Alkitab tidak menentang orang kaya atau kekayaan, karena justru banyak orang kaya sangat murah hati dan banyak berbuat bagi kesejahtaraan banyak orang. Dan umumnya orang kaya yang demikian, adalah orang yang memiliki mentalitas yang benar terhadap apa yang ada padanya. Bahkan ia bisa bersikap seperti orang yang tak berpunya, dan ketika datang masa sukar, ia tidak menjadi begitu tergoncang. Inilah sikap orang berhikmat di dalam Kristus. Yakobus memang bicara soal pentingnya hikmat di awal suratnya, agar jemaat Yahudi Kristen diperantauan itu memiliki mindset yang benar. Ayub adalah contoh konkritnya. Ketika dia punya segalanya dan ketika segalanya telah sirna, hati dan pikirannya tidak berubah. Ini terbukti dari perkataannya dalam Ayub 1:21, bahwa Tuhan yang memberi, Tuhan pun dapat mengambil.” Dia masih bisa berkata “Terpujilah nama Tuhan.” Jadi benar-benar kesiapan mentalnya sangat teruji. Sama dengan Paulus, bahwa dalam segala keadaan ia telah belajar, dia tahu apa itu kurang dan apa itu limpah, dan berbagai pernyataan senada, sehingga iasanggup menanggung segala keadaan itu (Filipi 4:12-13). Polycarpus saat disuruh meyangkal Yesus agar tidak dibakar, ia hanya berkata: “Mana mungkin 86 tahun sudah mengabdi dan melayani Tuhan, Dia tidak pernah menyakitiku, lalu saya disuruh menyangkal Dia dalam waktu sekejab?”

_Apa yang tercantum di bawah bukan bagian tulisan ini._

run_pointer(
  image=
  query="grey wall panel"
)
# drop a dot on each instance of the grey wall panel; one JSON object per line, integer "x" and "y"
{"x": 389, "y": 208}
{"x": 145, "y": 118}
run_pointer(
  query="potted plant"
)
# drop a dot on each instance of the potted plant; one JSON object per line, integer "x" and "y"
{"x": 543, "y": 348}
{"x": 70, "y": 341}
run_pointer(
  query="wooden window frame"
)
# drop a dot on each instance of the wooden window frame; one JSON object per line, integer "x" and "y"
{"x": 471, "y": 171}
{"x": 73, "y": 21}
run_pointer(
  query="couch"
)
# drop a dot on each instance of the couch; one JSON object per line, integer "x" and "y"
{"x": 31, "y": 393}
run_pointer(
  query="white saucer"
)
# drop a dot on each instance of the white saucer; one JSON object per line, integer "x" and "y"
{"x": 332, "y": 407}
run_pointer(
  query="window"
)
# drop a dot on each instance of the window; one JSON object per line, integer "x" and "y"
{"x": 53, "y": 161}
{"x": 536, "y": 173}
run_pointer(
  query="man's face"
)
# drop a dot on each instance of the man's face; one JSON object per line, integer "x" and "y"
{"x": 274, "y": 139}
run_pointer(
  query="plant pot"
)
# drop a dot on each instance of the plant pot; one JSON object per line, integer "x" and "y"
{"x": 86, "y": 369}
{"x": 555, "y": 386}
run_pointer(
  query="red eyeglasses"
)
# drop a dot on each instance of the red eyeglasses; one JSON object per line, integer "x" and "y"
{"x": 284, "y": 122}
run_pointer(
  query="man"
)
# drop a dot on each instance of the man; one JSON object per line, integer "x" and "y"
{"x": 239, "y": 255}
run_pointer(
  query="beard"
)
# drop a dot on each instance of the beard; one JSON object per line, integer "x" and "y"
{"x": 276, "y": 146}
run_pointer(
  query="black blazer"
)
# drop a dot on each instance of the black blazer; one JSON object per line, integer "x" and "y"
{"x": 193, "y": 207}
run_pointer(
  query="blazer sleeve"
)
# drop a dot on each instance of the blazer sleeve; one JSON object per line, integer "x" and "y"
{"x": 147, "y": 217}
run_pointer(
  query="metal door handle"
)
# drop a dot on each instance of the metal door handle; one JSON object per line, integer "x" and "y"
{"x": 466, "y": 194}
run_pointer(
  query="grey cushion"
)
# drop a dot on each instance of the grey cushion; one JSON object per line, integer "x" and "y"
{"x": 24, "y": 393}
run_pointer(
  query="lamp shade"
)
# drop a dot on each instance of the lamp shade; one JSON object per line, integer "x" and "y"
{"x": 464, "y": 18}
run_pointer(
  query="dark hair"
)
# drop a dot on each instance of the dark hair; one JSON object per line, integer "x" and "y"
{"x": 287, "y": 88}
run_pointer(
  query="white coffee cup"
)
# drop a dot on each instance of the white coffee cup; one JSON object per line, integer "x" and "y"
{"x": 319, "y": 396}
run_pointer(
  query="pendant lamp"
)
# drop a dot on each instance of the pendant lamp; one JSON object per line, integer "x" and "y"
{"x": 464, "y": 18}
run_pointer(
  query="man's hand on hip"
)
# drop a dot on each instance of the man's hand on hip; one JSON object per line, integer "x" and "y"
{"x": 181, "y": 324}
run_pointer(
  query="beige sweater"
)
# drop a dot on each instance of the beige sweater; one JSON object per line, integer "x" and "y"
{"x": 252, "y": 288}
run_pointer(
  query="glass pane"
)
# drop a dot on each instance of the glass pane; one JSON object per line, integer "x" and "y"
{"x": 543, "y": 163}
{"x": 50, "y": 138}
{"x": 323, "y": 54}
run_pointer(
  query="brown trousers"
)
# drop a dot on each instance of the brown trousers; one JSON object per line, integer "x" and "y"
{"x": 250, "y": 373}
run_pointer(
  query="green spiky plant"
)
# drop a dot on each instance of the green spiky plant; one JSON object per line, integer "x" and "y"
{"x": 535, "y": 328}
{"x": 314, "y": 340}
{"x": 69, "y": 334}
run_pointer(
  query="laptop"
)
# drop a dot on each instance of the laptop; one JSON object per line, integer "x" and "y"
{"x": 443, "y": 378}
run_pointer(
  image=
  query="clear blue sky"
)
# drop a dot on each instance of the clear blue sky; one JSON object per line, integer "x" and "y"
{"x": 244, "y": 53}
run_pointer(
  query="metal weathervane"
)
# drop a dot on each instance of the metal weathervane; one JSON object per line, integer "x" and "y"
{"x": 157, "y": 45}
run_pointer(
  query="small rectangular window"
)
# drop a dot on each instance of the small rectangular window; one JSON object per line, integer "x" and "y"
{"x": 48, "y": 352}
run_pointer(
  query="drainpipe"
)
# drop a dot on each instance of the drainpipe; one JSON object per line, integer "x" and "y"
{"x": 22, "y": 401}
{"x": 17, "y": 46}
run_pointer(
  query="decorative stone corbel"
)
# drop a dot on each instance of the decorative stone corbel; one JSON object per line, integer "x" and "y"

Banyak orang Kristen masa kini, tidak seperti itu. Saat semua baik-baik saja, saat lagi kuat dan sehat, saat lagi masih punya segalanya, hidup dipenuhi senyum dan tawa, penuh dengan sukacita dan ucapan syukur. Tetapi di kala semua berubah, pendeknya mulai serba susah dan terbatas, hati seakan tidak siap menerima, akhirnya benar-benar dropped, sungguh- sungguh down, dan menjadi tawar hati. Muncullah kata-kata seperti, “saya tidak menyangka menjadi seperti ini”, atau bertanya “mengapa jadi begini” dsb. Ayub, Paulus, Polycarpus, manusia biasa seperti kita, namun mengapa mereka mampu berpikir positif? Pengertian mereka sudah berada pada posisi yang tepat. Bagaimana dengan kita?

Inspirasi: Siap menerima segala kenyataan dengan penuh ucapan syukur, bukanlah sifat orang duniawi, tetapi karakter orang berhikmat di dalam Kristus.